Not even the simple pleasure in her work could crack the stiff nature of her face.

The curse continued to spread. It had started as the faintest bloom over her heart. Now a scaly bark stretched from her hip to her left eyebrow. The rough wood even was crawling across the back of her left hand, making it harder and harder to work the loom. The tiny joy of pulling silvery spiderwebs was not strong enough to break the petrified corner of her mouth.

Somehow her frown always made itself plain.

Their constancy, she thought firmly. That is a comfort with curses. She looked away from the awful mottling stretching toward her fingers and focused on the strands and the light caught in them.

Around the tiny cottage, spools of gossamer thread and bolts of ethereal fabrics decorated the walls. They piled from the floor to the ceiling, a palette of shining colors. Spinning wheels and looms clicked and hummed with activity. Even the spider silk in her hands seemed to weave itself. As the clouds meandered through the sky outside, they let in rays of unfiltered sunbeams that set the room aglow.

Despite the cheery interior, the buzz of activity, a certain sorrow filled every corner of the cottage. It was in the small unmade bed, the bare pantry, the dusty floor. But mostly, it was that when the weaving stopped, a harsh silence of solitude thundered throughout the tiny room.

The curse continued to spread. As it grew, her company shrank. Gone were the days of laughter. Gone were nights of stories and dancing. Good, the weaver thought. I want to be alone. It is better this way. But even she did not believe the lie in her human heart.

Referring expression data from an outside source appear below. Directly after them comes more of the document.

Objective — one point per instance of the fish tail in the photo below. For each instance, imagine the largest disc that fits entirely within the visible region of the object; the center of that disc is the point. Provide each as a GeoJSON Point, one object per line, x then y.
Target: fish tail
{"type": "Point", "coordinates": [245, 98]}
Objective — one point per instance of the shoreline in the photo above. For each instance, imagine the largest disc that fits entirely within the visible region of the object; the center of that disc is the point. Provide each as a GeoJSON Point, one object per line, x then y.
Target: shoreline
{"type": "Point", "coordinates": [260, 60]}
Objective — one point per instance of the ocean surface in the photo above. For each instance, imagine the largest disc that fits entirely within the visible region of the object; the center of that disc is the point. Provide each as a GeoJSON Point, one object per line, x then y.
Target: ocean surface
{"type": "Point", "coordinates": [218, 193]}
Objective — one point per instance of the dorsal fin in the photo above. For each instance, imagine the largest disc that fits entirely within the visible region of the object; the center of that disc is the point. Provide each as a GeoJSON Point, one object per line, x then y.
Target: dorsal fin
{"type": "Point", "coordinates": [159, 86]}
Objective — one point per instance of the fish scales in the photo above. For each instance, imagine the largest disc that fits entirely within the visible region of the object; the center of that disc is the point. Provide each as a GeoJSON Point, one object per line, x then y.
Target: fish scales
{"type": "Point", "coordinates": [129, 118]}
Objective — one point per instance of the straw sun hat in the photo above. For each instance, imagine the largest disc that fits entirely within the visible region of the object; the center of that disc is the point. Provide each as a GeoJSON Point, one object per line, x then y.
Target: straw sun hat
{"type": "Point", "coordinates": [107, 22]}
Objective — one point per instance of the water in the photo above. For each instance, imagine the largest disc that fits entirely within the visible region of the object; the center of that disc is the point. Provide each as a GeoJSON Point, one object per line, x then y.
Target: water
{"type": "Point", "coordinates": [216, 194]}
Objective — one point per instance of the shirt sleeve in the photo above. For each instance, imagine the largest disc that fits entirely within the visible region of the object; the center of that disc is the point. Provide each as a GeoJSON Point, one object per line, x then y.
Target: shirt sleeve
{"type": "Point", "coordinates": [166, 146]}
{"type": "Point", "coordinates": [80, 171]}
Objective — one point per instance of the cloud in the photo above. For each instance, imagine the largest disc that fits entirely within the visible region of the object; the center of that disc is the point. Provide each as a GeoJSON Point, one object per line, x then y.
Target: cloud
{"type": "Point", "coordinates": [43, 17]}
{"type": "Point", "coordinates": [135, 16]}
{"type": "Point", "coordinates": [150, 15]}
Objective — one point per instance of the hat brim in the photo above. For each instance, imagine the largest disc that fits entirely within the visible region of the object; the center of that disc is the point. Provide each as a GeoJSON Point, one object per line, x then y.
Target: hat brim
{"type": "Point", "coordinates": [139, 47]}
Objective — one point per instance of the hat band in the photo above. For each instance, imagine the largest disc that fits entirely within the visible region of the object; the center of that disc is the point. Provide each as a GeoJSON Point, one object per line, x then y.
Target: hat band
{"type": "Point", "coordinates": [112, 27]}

Bitter tears burned at her beetle-black eyes. She would not let them fall. How many tears had she already shed for this fate? Don't you dare cry. Her vision blurred anyways. The cottage seemed to swim for a moment before it faded into the terror of dark memories.

"You've stolen a human child, Dreamweaver! Who did you leave in its place? Such an act, without permission from your queen? Ah! But I am tenderhearted in the ways of love. You will not watch it grow old and die, as humans are so fond of doing. I will preserve it for you, dear one."

She rubbed the spot on her chest where the fae queen had placed the barest whisper of her finger. The memory of the icy prick above her heart seared at the thought the Dreamweaver, begging and pleading to remove the curse. The lovely laughter of the fae queen seemed to ring in the cottage.

Stop thinking about it, stupid fool. She shook the cobwebs of those painful images from her head and brushed away the unshed tears with her uncursed hand.

This is what is. It is what will be. And there is comfort in knowing. There is comfort in constancy.

The sudden rap on her door was not an expected part of constancy. She tangled the thread in her surprise. No one visited her.